3.4L'appelant ne saurait tirer argument du fait que l'Office des
faillites de Lausanne l'a désigné gardien judiciaire des biens inventoriés
dans la masse en faillite de la société O.________ en liquidation pour faire
obstruction à son expulsion des locaux litigieux. Il lui appartient en réalité
dans ce contexte d'examiner directement avec l'office concerné les
modalités de déplacement des biens présents dans les locaux afin de
libérer ces derniers dans le nouveau délai qui sera imparti à cet effet.
Enfin, le fait que l'appelant aurait trouvé un locataire de
remplacement n'est pas pertinent dans la présente procédure d'expulsion
et n’est au surplus pas établi.
4.Il s'ensuit que l'appel doit être rejeté selon le mode procédural
de
l'art. 312 al. 1 CPC et l'ordonnance entreprise confirmée.
-
9 -
La cause sera renvoyée à la Juge de paix du district de
Lausanne pour qu'elle fixe aux locataires, avec avis à l’Office des faillites
de Lausanne pour information, une fois les considérants écrits du présent
arrêt envoyés aux parties pour notification, un nouveau délai pour libérer
les locaux qu'ils occupent dans l'immeuble sis [...].

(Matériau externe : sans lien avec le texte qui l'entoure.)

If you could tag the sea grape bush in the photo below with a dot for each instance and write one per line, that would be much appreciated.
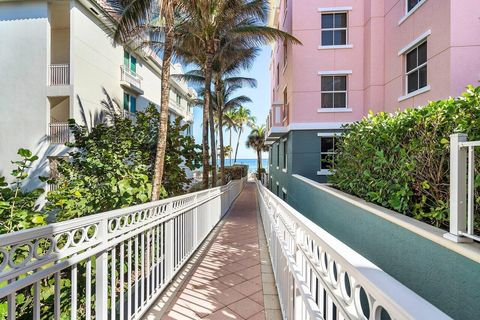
(401, 161)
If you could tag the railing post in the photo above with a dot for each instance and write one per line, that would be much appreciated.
(101, 275)
(458, 189)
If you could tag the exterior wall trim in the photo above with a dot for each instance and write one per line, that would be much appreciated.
(334, 72)
(468, 250)
(409, 13)
(412, 44)
(334, 9)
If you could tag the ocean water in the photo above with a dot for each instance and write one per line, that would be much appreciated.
(252, 163)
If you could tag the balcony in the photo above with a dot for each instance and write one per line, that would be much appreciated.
(277, 121)
(130, 80)
(59, 133)
(59, 75)
(122, 264)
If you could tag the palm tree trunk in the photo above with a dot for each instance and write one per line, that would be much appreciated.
(259, 164)
(206, 114)
(238, 143)
(230, 144)
(163, 123)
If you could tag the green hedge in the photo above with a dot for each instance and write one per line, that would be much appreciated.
(401, 160)
(236, 172)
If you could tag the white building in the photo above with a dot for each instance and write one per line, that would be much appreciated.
(61, 59)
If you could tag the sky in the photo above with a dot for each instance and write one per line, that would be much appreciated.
(259, 107)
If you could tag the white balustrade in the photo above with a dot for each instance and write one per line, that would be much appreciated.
(59, 132)
(59, 75)
(110, 265)
(319, 277)
(462, 189)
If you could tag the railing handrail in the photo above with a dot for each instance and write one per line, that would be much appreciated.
(127, 70)
(399, 301)
(164, 235)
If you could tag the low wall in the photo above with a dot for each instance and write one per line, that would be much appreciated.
(446, 274)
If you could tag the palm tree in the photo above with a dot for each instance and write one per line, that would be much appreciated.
(225, 87)
(242, 117)
(153, 24)
(256, 141)
(213, 21)
(230, 124)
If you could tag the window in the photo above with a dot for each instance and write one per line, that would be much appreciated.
(327, 153)
(178, 98)
(411, 4)
(278, 155)
(129, 102)
(278, 74)
(334, 91)
(416, 68)
(334, 29)
(129, 61)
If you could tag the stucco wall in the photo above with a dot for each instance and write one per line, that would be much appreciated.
(24, 31)
(445, 278)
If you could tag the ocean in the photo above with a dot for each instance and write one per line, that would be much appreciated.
(252, 163)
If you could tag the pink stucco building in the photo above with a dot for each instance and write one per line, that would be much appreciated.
(357, 56)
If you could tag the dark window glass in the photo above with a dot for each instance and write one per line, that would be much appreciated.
(327, 100)
(412, 4)
(327, 21)
(327, 83)
(326, 161)
(413, 81)
(326, 144)
(340, 100)
(412, 60)
(422, 77)
(340, 20)
(422, 54)
(340, 37)
(327, 38)
(340, 83)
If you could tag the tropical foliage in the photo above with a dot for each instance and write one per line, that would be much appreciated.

Les frais judiciaires de deuxième instance, arrêtés à 400 fr.
(art. 62 al. 3 et 69 al. 1 TFJC [tarif des frais judiciaires en matière civile du
28 septembre 2010 ; RSV 270.11.5], seront mis à la charge de l’appelant,
qui succombe (art. 106 al. 1 et 3 CPC).
Il ne sera pas alloué de dépens de deuxième instance, dès lors
que l'intimé n'a pas été invité à se déterminer.
Par ces motifs,
la Cour d’appel civile
p r o n o n c e :
I. L’appel est rejeté.
II. L’ordonnance est confirmée.
III. La cause est renvoyée à la Juge de paix du district de
Lausanne pour qu’elle fixe à O.________ en liquidation et à
N., avec avis à l’Office des faillites de Lausanne, une
fois les considérants écrits du présent arrêt envoyés pour
notification aux parties, un nouveau délai pour libérer les
locaux qu’ils occupent dans l’immeuble sis à [...] (bureaux au
rez supérieur).
IV. Les frais judiciaires de deuxième instance, arrêtés à 400 fr.

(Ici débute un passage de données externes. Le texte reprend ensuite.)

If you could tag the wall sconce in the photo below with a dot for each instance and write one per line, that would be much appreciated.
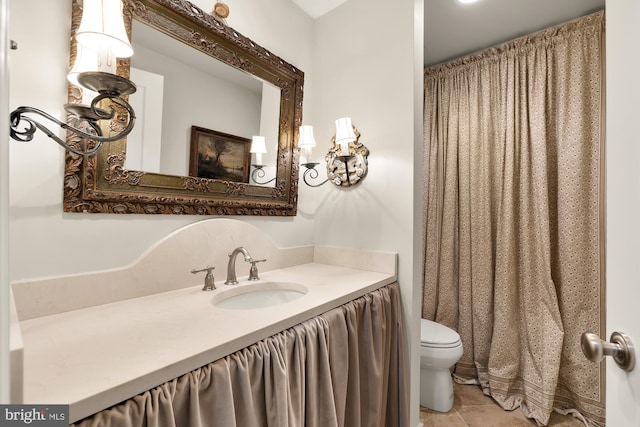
(258, 147)
(346, 160)
(101, 37)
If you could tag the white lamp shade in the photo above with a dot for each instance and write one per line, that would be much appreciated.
(344, 134)
(258, 145)
(306, 139)
(102, 25)
(86, 60)
(344, 131)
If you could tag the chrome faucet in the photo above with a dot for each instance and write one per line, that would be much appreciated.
(231, 267)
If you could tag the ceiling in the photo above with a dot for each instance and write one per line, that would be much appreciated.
(453, 29)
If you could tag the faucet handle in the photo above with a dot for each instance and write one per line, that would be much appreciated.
(209, 280)
(253, 271)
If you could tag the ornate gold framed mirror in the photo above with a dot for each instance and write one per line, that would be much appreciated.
(105, 183)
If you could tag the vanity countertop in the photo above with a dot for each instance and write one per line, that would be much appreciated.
(95, 357)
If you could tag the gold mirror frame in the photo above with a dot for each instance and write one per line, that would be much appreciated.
(101, 184)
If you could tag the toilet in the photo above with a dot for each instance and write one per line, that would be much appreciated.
(440, 349)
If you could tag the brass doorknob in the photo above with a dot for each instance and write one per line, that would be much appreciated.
(620, 348)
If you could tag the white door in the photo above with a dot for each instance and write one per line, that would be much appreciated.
(623, 202)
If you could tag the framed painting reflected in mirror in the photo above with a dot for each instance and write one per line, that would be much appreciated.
(219, 155)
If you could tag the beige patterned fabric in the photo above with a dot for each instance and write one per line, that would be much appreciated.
(514, 216)
(345, 368)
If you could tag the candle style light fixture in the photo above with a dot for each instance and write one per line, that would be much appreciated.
(259, 147)
(347, 159)
(101, 38)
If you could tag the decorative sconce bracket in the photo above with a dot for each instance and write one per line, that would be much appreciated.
(346, 161)
(349, 170)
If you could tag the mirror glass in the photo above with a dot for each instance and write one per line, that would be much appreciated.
(192, 89)
(204, 91)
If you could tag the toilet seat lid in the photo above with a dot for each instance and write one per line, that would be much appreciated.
(436, 335)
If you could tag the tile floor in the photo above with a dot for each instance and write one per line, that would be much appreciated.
(471, 408)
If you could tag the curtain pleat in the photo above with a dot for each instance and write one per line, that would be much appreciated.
(345, 368)
(513, 253)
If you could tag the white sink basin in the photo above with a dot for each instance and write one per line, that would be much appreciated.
(258, 295)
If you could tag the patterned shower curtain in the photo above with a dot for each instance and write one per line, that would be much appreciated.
(514, 143)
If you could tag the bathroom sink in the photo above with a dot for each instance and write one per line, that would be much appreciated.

(quatre cents francs), sont mis à la charge des appelants
O. en liquidation et N.________, solidairement entre
eux.
-
10 -
V. L’arrêt motivé est exécutoire.
Le président : La greffière :
Du 11 août 2016
Le dispositif du présent arrêt est communiqué par écrit aux
intéressés.
La greffière :
Du
Le présent arrêt, dont la rédaction a été approuvée à huis clos,
est notifié à :
-M. N.,
-O. en liquidation,
-M. Patrick Ferreiro, aab (pour A.________),
et communiqué, par l'envoi de photocopies, à :
-Mme la Juge de paix du district de Lausanne,
-Office des faillites de Lausanne.
La Cour d’appel civile considère que la valeur litigieuse est
inférieure à 15'000 francs.
-
11 -
-
12 -
Le présent arrêt peut faire l'objet d'un recours en matière
civile devant le Tribunal fédéral au sens des art. 72 ss LTF (loi du 17 juin
2005 sur le Tribunal fédéral ; RS 173.110), le cas échéant d'un recours
constitutionnel subsidiaire au sens des art. 113 ss LTF. Dans les affaires
pécuniaires, le recours en matière civile n'est recevable que si la valeur
litigieuse s'élève au moins à 15'000 fr. en matière de droit du travail et de
droit du bail à loyer, à 30'000 fr. dans les autres cas, à moins que la
contestation ne soulève une question juridique de principe (art. 74 LTF).
Ces recours doivent être déposés devant le Tribunal fédéral dans les
trente jours qui suivent la présente notification (art. 100 al. 1 LTF).